Cullen consulted with Xa Tollemache, an English garden designer who has garnered top awards for her designs at the Chelsea Flower Show. She also has designed gardens for numerous estates in England and France.

"We're looking at new plants and new perennials," Cullen says. "Everything will be hardy here, but you'll find a strong English influence." He characterizes the garden as formal architecture united with the natural landscape movement.

More than a dozen 25-foot-tall European hornbeam trees with their narrow upright form provide a formal structure. Nearly 300 `Green Mountain' boxwood bushes will provide a living outline in the garden's beds.

Espaliered Kieffer pear trees will outline a cloister that leads to a water feature. Peter Thevenot of River Road Farms, a 300-acre nursery in Decatur, Tenn., is providing the pear trees. Thevenot has one of the largest espalier collections in the U.S., Cullen says.

"He's likely the best in the country, if not the world, at training the trees in an espalier style," Cullen says of the style that originated with the French. "It was an art lost in the mid-1800s and [Thevenot is] doing it with the finest plants."
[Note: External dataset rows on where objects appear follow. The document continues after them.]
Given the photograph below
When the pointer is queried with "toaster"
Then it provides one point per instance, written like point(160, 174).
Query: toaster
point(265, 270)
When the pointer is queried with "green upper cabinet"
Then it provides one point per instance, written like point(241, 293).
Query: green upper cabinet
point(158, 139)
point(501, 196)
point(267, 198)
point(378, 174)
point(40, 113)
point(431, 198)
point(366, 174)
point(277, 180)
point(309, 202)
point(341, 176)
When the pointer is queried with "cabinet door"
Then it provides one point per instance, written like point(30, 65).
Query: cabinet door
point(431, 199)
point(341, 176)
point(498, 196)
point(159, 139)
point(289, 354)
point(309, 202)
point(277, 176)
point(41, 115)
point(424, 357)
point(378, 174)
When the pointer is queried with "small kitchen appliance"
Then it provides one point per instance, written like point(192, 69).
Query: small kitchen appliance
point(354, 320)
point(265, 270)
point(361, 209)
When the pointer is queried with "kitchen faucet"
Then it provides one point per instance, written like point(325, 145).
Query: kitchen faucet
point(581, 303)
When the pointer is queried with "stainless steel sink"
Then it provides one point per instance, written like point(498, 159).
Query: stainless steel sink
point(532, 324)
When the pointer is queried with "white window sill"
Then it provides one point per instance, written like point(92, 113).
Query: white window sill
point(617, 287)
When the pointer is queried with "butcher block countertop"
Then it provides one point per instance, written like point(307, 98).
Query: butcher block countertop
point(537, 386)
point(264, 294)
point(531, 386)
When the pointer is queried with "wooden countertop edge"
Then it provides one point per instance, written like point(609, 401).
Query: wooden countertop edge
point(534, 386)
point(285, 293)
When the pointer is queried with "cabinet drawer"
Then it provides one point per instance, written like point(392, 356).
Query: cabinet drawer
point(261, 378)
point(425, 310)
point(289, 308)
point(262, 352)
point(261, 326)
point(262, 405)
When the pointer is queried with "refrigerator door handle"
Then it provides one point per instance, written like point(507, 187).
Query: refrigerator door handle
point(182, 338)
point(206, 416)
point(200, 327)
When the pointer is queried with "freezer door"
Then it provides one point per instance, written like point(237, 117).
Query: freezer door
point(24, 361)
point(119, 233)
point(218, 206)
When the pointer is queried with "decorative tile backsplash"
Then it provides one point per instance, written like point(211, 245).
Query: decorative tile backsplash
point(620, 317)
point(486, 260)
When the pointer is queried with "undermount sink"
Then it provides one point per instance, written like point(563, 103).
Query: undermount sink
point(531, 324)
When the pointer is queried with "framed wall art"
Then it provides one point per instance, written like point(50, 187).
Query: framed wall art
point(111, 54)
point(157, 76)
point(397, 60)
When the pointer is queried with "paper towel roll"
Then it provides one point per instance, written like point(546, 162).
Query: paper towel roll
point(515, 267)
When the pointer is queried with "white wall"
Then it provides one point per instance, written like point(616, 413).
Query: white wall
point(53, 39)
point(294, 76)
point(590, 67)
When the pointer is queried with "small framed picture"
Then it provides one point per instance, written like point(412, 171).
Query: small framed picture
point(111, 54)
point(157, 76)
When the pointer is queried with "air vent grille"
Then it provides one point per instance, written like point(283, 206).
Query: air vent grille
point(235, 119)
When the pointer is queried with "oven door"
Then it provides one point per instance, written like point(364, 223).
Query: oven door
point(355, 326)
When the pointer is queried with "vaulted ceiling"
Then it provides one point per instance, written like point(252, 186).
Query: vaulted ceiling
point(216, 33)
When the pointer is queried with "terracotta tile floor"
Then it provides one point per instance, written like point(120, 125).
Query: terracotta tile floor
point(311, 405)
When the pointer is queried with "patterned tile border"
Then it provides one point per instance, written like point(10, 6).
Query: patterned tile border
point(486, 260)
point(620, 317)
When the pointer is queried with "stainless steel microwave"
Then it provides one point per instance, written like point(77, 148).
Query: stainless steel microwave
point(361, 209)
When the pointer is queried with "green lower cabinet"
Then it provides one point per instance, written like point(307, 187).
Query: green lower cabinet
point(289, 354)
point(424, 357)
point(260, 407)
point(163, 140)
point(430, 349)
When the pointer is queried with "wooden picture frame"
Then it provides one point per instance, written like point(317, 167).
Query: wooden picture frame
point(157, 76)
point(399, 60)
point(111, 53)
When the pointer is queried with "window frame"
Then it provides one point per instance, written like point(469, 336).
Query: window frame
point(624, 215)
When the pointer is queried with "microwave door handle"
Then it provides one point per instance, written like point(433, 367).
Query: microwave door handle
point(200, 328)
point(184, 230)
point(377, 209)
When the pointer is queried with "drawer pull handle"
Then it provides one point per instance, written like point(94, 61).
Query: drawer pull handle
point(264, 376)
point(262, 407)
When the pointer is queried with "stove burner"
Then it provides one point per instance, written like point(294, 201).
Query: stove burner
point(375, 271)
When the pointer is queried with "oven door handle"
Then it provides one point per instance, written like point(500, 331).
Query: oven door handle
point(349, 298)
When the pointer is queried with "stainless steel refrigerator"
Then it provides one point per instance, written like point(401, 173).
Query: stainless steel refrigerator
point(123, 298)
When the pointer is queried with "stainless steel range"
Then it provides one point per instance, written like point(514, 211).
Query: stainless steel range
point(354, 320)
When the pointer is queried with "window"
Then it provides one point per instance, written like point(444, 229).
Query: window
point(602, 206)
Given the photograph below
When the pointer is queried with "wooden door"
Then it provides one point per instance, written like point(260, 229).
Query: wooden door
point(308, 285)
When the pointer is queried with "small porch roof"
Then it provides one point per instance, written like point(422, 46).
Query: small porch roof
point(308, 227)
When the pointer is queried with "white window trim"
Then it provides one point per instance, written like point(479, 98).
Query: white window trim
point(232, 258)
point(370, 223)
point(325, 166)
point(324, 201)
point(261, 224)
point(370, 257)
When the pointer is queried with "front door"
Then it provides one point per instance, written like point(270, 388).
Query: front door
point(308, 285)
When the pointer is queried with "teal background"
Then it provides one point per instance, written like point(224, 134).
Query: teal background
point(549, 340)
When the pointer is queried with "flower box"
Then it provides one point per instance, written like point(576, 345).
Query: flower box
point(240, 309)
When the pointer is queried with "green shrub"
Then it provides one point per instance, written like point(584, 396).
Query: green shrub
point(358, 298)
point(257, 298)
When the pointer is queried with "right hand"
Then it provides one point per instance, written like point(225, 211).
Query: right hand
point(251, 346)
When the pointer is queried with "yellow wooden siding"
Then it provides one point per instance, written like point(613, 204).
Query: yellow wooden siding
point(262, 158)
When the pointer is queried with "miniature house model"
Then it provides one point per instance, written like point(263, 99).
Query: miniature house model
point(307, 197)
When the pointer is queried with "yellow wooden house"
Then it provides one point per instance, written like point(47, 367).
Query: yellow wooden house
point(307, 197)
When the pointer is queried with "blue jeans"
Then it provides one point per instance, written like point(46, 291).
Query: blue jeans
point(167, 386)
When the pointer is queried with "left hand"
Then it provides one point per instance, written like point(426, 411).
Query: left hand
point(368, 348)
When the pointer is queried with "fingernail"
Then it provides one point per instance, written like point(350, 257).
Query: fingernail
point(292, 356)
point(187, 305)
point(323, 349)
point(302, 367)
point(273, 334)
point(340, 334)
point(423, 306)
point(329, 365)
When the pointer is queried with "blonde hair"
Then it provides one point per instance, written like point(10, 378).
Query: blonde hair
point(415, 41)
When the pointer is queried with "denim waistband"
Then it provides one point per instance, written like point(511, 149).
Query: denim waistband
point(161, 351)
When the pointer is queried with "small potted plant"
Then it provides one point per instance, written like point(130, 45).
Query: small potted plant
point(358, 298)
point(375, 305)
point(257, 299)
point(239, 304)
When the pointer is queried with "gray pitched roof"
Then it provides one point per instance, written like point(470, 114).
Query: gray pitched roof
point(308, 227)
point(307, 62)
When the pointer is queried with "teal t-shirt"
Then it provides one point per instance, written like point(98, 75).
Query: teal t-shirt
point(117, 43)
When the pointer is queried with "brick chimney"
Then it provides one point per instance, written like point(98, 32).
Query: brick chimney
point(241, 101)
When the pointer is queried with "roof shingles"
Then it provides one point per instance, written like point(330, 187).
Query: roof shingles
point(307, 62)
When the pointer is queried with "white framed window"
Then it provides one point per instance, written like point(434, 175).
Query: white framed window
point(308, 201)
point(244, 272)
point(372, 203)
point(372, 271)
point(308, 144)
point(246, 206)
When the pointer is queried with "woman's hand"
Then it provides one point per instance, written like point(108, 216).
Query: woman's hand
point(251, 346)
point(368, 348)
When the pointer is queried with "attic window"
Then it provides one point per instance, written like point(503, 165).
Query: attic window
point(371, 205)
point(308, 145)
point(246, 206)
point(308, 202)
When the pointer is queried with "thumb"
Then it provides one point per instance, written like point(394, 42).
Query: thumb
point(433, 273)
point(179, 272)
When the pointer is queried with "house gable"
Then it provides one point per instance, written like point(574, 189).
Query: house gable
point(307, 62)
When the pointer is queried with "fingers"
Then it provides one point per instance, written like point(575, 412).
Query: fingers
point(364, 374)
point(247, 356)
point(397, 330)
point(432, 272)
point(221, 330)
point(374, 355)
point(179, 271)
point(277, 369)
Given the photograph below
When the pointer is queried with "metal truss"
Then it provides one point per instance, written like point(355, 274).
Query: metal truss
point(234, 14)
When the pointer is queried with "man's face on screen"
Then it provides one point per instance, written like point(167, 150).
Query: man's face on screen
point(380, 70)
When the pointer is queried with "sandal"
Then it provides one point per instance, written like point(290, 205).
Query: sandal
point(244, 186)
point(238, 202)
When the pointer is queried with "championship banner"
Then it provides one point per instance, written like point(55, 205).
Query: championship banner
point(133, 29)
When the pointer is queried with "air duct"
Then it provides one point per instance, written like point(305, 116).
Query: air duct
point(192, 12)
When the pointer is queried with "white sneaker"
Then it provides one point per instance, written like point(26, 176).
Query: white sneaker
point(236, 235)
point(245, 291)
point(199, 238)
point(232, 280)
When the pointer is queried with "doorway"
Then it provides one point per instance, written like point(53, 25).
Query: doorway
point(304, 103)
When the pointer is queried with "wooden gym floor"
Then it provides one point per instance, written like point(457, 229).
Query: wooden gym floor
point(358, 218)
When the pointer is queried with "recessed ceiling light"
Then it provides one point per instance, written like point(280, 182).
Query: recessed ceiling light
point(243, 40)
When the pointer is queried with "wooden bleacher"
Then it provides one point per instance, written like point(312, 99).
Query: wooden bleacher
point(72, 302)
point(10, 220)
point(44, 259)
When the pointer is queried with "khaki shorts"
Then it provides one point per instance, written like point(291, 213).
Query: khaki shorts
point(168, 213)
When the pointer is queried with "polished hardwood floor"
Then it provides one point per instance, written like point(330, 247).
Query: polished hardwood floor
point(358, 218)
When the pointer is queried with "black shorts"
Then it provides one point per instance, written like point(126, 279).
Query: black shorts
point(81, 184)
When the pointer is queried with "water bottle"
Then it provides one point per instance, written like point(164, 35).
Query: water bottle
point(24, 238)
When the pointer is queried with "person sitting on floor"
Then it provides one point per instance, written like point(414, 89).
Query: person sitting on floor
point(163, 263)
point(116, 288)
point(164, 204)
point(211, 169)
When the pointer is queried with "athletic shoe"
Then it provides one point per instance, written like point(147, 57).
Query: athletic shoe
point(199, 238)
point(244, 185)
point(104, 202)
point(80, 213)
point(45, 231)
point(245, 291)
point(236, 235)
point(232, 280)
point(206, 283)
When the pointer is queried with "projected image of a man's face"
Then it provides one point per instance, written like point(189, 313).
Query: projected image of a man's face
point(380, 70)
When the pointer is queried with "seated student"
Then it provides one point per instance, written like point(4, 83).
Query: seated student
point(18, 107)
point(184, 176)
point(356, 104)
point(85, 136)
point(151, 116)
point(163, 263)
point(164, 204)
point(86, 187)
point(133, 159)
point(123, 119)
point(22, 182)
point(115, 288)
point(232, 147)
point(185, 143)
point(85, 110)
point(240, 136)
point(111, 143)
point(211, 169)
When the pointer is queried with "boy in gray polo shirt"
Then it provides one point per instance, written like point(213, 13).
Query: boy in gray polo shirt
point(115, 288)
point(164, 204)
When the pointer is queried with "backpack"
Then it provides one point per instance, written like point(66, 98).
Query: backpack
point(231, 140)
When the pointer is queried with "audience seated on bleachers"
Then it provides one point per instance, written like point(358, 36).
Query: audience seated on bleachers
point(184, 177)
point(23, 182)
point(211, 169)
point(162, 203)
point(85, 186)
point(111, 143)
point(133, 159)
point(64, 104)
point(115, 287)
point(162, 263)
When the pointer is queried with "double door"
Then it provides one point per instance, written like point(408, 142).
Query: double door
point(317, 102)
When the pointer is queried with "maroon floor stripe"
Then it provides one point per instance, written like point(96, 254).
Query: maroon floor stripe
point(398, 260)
Thevenot's wife, designer Beth Thevenot, who works with metal artisan Bubba Williams at The Anvil Works studio in Decatur, created the "Tree of Life" sculpture that will stand in the center of the garden. "The hardscape will be softened by an abundance of climbers and deep perennial borders," Cullen says. "We're using old favorites such as roses, lavender, catmint and clematis growing alongside some of the newer varieties of campanula, artemisia, euphorbia and allium."

Several varieties of bleeding heart, columbine, saliva, iris, dianthus, penstemon, violas and meconopsis, the blue-flowered poppy, will complete the color scheme.

"We're using garden plants that are common to classical gardens," Cullen says. And hundreds of spring-blooming bulbs will add a subtle carpet of color. The cool color combinations, Cullen says, "will be present from dawn to dusk. It's designed for full splendor all day." Celtic Garden Imports specializes in historic landscape restoration and installation of period-style gardens. The firm blends century-old artifacts and materials from Ireland, England and Scotland to create a timeless beauty in gardens large and small.

"We search the Irish countryside for unique items of stone, iron and timber," Cullen says. He imports hand-chiseled cobblestones that were reclaimed from streets in Dublin along with granite troughs from farms across Ireland.